Fibaro FGFS-101 ZW5 notification behavior

I have a Fibaro FGFS-101 ZW5 (Gen5) flood (water) and temp sensor (connected to a VeraPlus.) It’s been installed for years in my basement. I test the water sensor portion by touching a wet cloth to the contacts, receive the notifications as I have configured for the device, dry the contacts, and all is well. The sensor is (was) held to the wall with double-sided tape. The tape let loose today and the contacts touched the floor and there was enough continuity for the sensor to trip. I then received hundreds of notifications (obviously a loop) while I figured out the problem. (At first I thought the issue was with the VeraPlus.)

I reviewed the device configuration and there’s no option for notifications per set amount of time. For example, a frequency of one notification per two hours.

Were the hundreds of notifications the correct operation for the sensor and VeraPlus? If yes, is there a method to control the number of notifications. Otherwise the sensor is worthless as it flooded (pun not intended) my e-mail and text messenger.

Hello @FiveNines ,

Likely the sensor sent multiple notifications cause it was detecting the leak intermittently.
You can set the general notifications lmit under Users & Account Info>Notification limits

Regards.

The resolution you state applies to notifications in general, and not specific devices and notifications. I have door sensors (Ecolink DWZWAVE2.5-ECO) that are operating correctly, therefore, this issue is with the specific installed instance of the Fibaro FGFS-101. Your proposed resolution has no value to the problem.

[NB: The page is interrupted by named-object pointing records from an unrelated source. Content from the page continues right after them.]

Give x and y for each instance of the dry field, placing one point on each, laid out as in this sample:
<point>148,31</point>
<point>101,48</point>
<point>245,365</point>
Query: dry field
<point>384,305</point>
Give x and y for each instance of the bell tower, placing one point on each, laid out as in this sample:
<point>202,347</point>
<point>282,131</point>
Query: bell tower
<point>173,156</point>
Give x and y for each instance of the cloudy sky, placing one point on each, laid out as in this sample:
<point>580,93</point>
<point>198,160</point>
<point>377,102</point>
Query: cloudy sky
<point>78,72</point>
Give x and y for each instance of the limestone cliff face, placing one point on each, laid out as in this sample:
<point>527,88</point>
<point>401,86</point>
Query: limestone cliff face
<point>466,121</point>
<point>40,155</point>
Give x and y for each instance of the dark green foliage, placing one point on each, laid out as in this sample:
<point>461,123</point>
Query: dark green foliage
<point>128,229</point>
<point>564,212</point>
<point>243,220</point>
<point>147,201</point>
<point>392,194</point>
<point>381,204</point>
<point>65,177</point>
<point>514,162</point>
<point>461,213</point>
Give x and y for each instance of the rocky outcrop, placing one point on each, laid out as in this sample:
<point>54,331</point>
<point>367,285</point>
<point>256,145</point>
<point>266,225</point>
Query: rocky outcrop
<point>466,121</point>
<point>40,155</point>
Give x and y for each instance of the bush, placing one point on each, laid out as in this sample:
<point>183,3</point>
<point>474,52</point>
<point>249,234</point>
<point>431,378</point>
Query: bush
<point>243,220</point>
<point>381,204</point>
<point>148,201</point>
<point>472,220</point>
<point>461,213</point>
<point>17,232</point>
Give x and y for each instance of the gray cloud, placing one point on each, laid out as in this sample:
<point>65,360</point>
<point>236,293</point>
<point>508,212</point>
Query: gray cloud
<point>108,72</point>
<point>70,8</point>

After extensive testing, I determined the problem is hardware caused. I powered the sensor with an AC adapter and battery. When powered by both (battery is backup to the AC), the sensor would “short cycle” – trip, not tripped – every ~second when the electrode wires were shorted. Thus I was receiving tons of notifications within a few minutes. I could see the short-cycle by watching the device’s icon turn red, then not, and by watching the Tripped field (1 then 0) in the Variables page. When running on battery alone, the sensor works as it should – icon stays red and the Tripped field stays at 1 – until the shorting is removed. The AC-to-DC adapter is within specs for the sensor. I am unsure the reason, but I have other sensors operating on CR123 batteries lasting years, so the AC is not needed.

Prior to finding the real issue, I implemented a couple of novel software solutions using scenes, virtual switches, and LUA code. But as I was testing, the short cycle would only occur when I tested with a damp paper towel. When I tested by placing the electrodes in a small container of water, the sensor operated properly. My conclusion there is an electrical resistance problem when operating on AC.